My sister and I were not born twins. Yet for the majority of our young lives, our mother dressed us as such to the most adorable effect possible. Whenever one of us got a new outfit, the other one got a new outfit. The same new outfit. When we went to church, we always wore the same fancy dress: at thanksgiving, same dress; at christmas parties, same dress. Basically any event, same dress. We were always told how adorable we looked, and this positive reinforcement was enough for our mother to continue with this pattern as long as she shopped for us. The two of us got so used to looking exactly like the other that the sense of being the other sister’s half never really went away.

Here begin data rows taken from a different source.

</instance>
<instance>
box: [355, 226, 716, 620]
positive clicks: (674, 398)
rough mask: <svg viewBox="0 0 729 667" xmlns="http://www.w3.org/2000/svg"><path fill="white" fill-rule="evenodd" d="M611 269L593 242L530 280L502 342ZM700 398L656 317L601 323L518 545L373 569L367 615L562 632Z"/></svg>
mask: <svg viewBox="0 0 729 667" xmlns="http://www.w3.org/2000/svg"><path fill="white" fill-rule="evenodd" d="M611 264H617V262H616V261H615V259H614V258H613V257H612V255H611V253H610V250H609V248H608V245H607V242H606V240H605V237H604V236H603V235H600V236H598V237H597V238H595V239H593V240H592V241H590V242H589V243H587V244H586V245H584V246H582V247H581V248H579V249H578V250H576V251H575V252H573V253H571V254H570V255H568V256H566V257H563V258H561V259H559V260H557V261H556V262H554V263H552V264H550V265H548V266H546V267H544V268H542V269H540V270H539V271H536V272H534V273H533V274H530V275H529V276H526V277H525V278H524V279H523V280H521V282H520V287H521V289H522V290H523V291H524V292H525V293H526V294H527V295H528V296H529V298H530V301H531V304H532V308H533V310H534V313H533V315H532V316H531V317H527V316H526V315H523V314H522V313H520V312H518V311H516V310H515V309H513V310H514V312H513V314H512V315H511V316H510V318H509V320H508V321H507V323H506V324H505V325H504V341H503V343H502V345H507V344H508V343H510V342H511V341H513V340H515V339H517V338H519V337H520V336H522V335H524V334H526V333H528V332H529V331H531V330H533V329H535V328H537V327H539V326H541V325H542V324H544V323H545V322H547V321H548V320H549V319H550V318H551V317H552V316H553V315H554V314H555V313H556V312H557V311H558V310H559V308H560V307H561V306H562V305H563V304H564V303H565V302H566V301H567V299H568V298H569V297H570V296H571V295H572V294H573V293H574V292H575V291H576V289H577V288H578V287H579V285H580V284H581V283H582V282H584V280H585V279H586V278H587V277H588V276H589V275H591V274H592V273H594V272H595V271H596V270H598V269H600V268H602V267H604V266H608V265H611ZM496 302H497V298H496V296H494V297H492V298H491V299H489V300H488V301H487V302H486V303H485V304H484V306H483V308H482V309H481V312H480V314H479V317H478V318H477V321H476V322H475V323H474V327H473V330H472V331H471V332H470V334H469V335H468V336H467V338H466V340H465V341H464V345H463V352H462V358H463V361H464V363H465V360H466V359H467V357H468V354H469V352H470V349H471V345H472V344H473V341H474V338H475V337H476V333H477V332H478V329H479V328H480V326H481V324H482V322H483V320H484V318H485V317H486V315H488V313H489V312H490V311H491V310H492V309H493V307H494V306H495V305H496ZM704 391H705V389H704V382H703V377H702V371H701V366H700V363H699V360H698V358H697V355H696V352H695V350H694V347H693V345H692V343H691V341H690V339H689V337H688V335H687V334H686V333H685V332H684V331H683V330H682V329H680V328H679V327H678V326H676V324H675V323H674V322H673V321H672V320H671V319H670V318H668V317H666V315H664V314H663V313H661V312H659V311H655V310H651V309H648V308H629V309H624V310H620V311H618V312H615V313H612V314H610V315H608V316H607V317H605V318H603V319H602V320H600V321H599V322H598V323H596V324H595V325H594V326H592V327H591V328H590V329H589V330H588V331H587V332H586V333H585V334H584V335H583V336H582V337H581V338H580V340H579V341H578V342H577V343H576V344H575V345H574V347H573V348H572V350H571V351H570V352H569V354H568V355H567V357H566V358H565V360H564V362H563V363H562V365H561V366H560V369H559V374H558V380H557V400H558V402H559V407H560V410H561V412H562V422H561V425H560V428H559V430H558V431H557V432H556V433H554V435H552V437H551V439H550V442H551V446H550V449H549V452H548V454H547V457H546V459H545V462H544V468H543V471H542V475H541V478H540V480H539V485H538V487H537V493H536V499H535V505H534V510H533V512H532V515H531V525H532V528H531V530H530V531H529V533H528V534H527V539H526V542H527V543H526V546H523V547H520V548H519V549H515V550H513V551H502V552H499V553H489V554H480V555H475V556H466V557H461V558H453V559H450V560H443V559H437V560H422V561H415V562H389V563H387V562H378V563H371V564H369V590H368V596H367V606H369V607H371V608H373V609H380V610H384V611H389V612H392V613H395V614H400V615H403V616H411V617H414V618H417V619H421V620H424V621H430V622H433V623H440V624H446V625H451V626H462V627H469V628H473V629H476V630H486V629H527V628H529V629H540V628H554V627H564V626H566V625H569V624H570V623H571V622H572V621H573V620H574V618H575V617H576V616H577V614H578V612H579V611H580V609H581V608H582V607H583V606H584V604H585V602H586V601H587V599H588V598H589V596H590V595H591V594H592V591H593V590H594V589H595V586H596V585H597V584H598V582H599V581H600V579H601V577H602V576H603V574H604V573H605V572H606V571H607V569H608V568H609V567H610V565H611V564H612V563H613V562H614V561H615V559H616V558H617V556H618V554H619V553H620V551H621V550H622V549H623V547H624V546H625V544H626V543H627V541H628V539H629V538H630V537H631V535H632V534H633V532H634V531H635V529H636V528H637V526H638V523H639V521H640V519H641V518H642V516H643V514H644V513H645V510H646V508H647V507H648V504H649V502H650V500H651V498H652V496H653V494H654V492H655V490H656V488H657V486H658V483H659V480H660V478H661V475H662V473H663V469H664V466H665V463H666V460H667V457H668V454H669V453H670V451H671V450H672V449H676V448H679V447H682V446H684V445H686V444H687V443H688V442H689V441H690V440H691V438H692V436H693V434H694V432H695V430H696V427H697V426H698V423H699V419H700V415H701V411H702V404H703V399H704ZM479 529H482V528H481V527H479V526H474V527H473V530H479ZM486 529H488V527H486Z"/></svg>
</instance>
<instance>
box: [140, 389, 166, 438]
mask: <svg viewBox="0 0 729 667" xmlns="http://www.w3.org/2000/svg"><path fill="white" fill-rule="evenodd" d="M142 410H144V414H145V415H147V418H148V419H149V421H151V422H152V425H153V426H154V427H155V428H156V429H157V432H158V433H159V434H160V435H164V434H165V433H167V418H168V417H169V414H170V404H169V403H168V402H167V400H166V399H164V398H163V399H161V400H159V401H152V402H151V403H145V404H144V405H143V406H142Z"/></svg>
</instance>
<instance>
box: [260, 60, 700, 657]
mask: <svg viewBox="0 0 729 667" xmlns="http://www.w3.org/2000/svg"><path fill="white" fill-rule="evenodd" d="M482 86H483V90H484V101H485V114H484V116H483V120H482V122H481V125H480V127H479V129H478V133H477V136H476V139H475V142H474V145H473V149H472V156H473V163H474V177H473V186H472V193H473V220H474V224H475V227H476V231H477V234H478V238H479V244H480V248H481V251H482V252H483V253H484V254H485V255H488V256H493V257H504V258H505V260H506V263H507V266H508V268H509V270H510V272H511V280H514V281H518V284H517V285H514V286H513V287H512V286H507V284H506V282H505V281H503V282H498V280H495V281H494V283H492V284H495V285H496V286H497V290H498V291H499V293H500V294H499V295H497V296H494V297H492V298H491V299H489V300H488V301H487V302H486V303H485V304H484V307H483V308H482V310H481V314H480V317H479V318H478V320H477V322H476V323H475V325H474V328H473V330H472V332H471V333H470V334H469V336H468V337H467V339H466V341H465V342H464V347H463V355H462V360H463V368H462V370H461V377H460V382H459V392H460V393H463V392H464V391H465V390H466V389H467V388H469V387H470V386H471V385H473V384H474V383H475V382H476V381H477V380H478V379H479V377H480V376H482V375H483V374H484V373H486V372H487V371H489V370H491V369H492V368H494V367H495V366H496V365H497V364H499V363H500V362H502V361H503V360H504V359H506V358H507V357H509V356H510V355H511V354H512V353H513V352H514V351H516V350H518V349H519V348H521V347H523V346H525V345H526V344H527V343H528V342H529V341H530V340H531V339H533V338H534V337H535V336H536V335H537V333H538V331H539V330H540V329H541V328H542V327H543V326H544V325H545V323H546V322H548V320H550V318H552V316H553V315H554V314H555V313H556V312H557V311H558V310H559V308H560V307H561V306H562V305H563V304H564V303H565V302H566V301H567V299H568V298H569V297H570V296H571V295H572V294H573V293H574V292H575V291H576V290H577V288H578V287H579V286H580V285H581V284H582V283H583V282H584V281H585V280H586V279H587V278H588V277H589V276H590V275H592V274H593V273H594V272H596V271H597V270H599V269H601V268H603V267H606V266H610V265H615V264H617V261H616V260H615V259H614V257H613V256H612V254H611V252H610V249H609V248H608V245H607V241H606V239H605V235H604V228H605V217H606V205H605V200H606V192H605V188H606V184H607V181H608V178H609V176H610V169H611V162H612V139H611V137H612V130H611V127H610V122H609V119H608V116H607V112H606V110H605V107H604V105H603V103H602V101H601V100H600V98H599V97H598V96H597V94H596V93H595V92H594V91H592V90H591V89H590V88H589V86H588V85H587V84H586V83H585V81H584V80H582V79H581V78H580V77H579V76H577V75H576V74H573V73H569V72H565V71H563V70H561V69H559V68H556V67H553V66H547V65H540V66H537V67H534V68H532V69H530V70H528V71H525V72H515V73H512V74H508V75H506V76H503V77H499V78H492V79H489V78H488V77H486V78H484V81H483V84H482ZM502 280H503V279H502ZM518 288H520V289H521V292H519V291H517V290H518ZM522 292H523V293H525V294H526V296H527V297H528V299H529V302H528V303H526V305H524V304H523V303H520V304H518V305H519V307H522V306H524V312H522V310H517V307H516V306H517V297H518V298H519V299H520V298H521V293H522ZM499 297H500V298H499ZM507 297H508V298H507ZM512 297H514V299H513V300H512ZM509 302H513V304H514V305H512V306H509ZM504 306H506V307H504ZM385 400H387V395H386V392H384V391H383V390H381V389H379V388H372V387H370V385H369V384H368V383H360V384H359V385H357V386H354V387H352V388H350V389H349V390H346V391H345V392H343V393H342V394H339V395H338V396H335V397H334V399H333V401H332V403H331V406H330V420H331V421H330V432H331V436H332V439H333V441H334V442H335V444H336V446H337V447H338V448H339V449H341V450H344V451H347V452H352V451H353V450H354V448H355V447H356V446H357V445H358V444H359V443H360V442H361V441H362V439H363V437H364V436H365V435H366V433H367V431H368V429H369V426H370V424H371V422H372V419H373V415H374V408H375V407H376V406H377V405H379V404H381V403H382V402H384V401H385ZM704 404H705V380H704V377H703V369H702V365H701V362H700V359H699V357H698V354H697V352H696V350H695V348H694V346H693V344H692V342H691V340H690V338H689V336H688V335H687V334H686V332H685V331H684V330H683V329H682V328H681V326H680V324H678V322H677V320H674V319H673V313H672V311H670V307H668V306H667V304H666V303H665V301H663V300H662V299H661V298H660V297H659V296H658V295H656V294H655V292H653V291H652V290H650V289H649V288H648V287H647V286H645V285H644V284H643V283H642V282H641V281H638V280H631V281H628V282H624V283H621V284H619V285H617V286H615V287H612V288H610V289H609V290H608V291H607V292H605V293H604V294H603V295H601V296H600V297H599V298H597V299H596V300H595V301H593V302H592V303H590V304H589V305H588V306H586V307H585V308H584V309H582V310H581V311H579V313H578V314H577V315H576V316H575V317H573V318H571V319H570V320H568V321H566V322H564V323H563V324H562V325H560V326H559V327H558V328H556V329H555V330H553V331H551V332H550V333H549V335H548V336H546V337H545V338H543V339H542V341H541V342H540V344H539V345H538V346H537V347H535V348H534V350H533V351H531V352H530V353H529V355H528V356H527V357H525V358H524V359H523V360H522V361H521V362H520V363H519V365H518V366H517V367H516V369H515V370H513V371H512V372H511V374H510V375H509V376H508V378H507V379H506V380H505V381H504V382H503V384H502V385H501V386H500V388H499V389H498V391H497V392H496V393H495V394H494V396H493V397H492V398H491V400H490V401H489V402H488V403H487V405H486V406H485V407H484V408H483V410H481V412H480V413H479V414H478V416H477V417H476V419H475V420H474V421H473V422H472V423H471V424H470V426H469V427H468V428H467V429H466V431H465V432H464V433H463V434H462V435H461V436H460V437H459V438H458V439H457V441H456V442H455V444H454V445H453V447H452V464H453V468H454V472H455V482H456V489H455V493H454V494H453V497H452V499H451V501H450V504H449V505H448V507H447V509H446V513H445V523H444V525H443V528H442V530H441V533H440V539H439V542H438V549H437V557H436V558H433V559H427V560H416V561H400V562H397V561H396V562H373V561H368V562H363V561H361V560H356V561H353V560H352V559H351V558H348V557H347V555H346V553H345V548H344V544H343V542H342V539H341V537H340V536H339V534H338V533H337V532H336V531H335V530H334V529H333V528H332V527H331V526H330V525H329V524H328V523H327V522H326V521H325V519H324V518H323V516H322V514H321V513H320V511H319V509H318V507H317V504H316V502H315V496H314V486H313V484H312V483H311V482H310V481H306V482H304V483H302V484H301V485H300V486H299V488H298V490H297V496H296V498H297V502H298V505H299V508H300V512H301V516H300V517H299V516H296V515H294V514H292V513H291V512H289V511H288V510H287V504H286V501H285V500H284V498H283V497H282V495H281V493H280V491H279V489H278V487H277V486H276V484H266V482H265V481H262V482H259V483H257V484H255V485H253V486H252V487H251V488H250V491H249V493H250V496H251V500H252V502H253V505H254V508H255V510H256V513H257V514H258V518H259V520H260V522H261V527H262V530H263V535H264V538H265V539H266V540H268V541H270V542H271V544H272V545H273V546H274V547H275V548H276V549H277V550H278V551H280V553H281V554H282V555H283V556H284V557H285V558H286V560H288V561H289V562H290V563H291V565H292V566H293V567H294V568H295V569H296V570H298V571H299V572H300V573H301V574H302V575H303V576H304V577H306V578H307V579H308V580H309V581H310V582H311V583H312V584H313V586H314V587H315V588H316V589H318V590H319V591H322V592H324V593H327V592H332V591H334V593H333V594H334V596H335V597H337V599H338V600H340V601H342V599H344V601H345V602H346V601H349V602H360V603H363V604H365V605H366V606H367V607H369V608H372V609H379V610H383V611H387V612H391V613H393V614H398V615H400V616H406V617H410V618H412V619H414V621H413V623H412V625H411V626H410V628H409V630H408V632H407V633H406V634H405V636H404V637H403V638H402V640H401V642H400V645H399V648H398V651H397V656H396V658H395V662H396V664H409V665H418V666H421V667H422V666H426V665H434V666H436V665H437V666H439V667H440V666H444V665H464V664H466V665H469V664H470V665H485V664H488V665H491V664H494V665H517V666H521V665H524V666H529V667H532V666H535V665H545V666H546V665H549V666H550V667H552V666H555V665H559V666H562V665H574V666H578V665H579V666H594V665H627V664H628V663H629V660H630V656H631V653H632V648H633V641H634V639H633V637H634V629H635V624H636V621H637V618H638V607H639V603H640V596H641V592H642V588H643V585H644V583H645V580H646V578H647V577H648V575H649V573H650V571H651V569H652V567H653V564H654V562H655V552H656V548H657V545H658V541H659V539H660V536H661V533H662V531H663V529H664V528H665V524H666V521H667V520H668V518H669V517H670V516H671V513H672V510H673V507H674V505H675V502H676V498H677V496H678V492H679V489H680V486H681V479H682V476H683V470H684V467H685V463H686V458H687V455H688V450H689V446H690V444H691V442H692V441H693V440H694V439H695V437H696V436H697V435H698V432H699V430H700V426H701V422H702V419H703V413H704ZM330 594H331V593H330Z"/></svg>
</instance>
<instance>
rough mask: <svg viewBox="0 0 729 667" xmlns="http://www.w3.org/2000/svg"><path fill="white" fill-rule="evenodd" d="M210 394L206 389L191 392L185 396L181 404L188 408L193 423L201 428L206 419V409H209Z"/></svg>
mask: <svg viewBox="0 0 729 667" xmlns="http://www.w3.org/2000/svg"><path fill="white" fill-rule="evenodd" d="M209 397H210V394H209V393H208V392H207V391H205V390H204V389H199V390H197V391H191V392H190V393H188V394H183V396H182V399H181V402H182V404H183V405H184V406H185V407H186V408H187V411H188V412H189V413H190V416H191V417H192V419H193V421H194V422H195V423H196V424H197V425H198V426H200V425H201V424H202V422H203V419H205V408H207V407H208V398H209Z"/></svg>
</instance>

Of course most of our similarities ended with being dressed in matching outfits. She is happy, perky, a constant optimist, unconscious of fashion trends, and rarely in the mood to look as beautiful as possible. I’m not. As a child, I was a dark cloud, moody, practical, blithely aware of fashion trends, and desperate to look as good as possible. She was also a stick, and I was a fat child. We balanced each other out in almost all ways, and grew so dependent on the other, that we never really grow out of.
Today we don’t match. We don’t wear the same clothing, have the same ambitions, or even live under any roofs together. Ye we are each other’s perfect match. We finish the other’s sentence, depend on each other for life advice, and constantly feel a hole in our life when the other is not there. We’ve grown up, we’ve changed, but we’re still matching.